Belief in the Sìth was extremely common in Highland Scotland, much to the disgust of the Kirk. The Kirk represented truth, as opposed to the paganism of such beliefs, and many ministers ranted against the nonsense of such tales.
Well, most of them did! The following is a recollection of an event in the Dumfriesshire parish of Kirkmichael from the First Statistical Account of Scotland (1791-1799 Vol xii. p.461), as recorded by the Reverend Dr. John Burgess M.A., and said to have happened half a century before:
"About fifty years ago, a clergyman in the neighbourhood, whose faith was more regulated by the scepticism of Philosophy than the credulity of Superstition, could not be prevailed upon to yield his assent to the opinion of the times.

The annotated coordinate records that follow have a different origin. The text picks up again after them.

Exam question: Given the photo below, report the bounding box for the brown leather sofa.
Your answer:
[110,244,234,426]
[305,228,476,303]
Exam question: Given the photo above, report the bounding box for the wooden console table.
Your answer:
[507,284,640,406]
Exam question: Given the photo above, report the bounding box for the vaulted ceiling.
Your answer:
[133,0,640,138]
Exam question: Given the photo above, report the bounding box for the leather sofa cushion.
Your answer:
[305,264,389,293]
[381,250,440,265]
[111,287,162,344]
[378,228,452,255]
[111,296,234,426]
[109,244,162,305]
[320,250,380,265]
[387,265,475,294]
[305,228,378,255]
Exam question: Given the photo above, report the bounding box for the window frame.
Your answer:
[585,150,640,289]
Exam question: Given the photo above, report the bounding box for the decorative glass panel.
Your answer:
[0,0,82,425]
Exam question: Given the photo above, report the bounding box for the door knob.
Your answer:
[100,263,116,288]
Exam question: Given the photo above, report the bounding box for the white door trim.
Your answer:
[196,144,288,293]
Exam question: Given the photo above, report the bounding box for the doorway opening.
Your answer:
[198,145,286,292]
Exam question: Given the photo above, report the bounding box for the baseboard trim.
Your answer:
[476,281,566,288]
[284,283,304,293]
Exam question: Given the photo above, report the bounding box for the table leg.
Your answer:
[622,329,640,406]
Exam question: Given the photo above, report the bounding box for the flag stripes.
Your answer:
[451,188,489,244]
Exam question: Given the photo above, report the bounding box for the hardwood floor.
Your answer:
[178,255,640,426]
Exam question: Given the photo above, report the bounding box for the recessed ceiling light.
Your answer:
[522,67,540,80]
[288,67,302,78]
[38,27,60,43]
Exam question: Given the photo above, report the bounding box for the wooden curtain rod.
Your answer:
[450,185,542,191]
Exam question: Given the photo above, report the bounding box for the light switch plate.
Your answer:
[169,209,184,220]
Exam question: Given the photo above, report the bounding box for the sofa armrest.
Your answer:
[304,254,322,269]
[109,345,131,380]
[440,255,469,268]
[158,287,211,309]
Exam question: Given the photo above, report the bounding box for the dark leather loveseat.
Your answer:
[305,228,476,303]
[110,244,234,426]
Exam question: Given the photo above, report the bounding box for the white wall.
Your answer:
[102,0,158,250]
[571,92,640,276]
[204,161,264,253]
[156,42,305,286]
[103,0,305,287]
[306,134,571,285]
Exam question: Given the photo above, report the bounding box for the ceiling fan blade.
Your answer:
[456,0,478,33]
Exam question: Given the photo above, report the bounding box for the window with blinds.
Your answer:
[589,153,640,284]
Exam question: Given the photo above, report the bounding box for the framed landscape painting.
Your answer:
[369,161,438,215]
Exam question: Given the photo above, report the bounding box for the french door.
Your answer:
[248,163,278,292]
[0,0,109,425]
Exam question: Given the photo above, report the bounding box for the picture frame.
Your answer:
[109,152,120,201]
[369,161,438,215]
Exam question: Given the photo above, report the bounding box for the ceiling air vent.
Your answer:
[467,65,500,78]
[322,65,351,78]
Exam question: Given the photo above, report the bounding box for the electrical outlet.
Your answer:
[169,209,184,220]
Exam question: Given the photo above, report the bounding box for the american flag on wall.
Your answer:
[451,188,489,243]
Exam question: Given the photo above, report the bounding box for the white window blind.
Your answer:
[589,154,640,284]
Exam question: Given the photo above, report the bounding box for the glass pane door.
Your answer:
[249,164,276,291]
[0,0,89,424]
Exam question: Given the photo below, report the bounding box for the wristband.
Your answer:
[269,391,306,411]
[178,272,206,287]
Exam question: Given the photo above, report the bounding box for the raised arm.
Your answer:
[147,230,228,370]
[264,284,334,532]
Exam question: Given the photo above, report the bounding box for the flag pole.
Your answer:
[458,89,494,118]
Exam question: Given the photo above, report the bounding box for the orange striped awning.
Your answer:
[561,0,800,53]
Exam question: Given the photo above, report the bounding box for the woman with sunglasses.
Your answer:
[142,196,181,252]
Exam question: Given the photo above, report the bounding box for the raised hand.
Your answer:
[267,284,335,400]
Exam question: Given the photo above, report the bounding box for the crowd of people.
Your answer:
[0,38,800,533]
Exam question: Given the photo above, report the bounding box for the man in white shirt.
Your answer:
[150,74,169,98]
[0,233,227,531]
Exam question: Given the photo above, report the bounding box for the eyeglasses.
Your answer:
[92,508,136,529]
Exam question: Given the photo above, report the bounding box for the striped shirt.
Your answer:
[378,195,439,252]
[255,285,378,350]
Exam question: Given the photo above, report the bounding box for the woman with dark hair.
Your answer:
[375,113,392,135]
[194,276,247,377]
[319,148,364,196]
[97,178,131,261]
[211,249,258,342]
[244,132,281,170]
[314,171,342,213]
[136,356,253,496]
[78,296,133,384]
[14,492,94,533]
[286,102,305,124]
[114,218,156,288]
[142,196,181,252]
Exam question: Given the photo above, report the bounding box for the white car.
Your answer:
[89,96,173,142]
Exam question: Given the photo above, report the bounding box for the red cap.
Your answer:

At length, however, he felt from experience, that he doubted what he ought to have believed. One night as he was returning home, at a late hour, from a presbytery, he was seized by the fairies, and carried aloft into the air. Through fields of aether and fleecy clouds he journeyed many a mile, descrying, like Sancho Panza on his Clavileno, the earth far distant below him, and no bigger than a nut-shell. Being thus sufficiently convinced of the reality of their existence, they let him down at the door of his own house, where he afterward often recited to the wondering circle the marvellous tale of his adventure."